Conservatorship is a legal process in which a judge appoints an individual to make decisions for another person. There are many reasons an individual may need a conservator. For example, an individual with a developmental disability may need a conservator to assist him with paying bills, applying for benefits, or making living arrangements. Contrary to a common misperception, conservatees do not – and commonly should not- lose all of their decision-making rights. Instead a court must consider a number of rights individually, including the right to vote, and decide which ones should be assigned to a conservator.
Stephen Lopate is a Californian currently under conservatorship. Stephen, a 21-year old man living with his mother and conservator, Teresa, was diagnosed with autism before the age of two.
When Stephen was 18, Teresa sought conservatorship of Stephen’s medical and financial affairs with the help of a self-help clinic. At the clinic, she and the rest of the potential conservators were instructed to check off a series of boxes, including one to indicate that the conservatee could not complete an affidavit of voter registration. It was not until later that Teresa understood that checking that box actually resulted in stripping Stephen of his right to vote.
When Teresa realized what had occurred and that Stephen was interested in politics, she sought the help of her son’s attorney. Her attorney responded that the very idea of Stephen voting was contradictory to the concept of the need for a conservator. Stephen’s attorney filed a report with the court that said Stephen was not capable of voting because he could not fill out a voter registration form. Teresa had to seek the help of another attorney to convince the court to understand the accommodations Stephen needs to communicate and to express his desire to vote.
SB 589 protects the voting rights of people with disabilities by no longer basing the revocation of the right to vote on whether a person can fill out a voter registration form, but instead on whether a person can express a desire to participate in the voting process. The new standards are based on a series of recommendations for defining and assessing capacity to vote adopted by the American Bar Association in 2007.
By signing SB 589, Gov. Brown is not only protecting the voting rights of Californians, he has also created a model for states around the country. The example California is setting is important because many states still routinely deprive people under conservatorship of their right to vote.
"Our country has a long history of preventing people with intellectual or mental health disabilities from fully participating in our democracy.

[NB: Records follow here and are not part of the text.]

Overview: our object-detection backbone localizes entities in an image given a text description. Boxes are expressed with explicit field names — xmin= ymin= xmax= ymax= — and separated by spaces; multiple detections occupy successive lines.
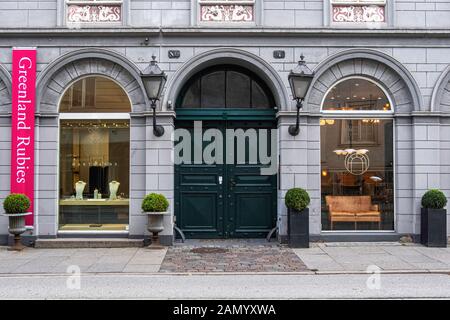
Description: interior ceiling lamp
xmin=141 ymin=55 xmax=167 ymax=137
xmin=362 ymin=119 xmax=380 ymax=123
xmin=333 ymin=148 xmax=369 ymax=156
xmin=320 ymin=119 xmax=334 ymax=126
xmin=288 ymin=54 xmax=314 ymax=136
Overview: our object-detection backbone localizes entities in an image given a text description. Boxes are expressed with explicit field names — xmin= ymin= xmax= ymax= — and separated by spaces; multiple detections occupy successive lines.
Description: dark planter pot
xmin=288 ymin=208 xmax=309 ymax=248
xmin=420 ymin=208 xmax=447 ymax=247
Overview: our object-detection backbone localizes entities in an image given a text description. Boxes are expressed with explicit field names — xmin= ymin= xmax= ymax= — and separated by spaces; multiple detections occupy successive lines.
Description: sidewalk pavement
xmin=293 ymin=242 xmax=450 ymax=273
xmin=0 ymin=240 xmax=450 ymax=275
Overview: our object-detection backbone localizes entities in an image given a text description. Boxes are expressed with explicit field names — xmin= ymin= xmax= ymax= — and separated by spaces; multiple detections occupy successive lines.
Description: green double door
xmin=174 ymin=120 xmax=277 ymax=238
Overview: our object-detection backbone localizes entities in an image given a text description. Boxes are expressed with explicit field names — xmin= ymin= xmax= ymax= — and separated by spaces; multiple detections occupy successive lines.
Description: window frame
xmin=320 ymin=75 xmax=395 ymax=118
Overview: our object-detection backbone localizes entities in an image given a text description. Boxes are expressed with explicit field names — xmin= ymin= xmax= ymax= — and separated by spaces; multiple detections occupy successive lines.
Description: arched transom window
xmin=177 ymin=65 xmax=275 ymax=109
xmin=322 ymin=78 xmax=392 ymax=112
xmin=60 ymin=77 xmax=131 ymax=113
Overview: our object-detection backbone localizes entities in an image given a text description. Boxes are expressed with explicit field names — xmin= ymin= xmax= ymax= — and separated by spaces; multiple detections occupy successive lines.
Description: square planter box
xmin=420 ymin=208 xmax=447 ymax=247
xmin=288 ymin=208 xmax=309 ymax=248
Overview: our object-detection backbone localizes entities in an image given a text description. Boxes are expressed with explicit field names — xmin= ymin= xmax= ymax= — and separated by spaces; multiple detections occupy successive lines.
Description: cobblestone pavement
xmin=159 ymin=240 xmax=307 ymax=272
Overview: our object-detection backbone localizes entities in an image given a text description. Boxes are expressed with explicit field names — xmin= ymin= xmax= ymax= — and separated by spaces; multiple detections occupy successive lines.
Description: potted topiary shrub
xmin=420 ymin=189 xmax=447 ymax=247
xmin=3 ymin=193 xmax=31 ymax=251
xmin=142 ymin=193 xmax=169 ymax=249
xmin=284 ymin=188 xmax=311 ymax=248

Many states place significantly higher burdens on people with disabilities to demonstrate the capacity to vote, including requiring them to answer questions not required of others,” said ACLU disability rights counsel Claudia Center. “This law puts an end to these unfair practices and serves as a model for the nation."
Stephen Lopate said that he is thrilled to vote in this upcoming election, and he is “grateful and happy to be recognized as a citizen of this country.”
Thanks to Stephen’s brave perseverance, over 50,000 Californians with disabilities will never have to face the same discrimination when exercising their right to vote.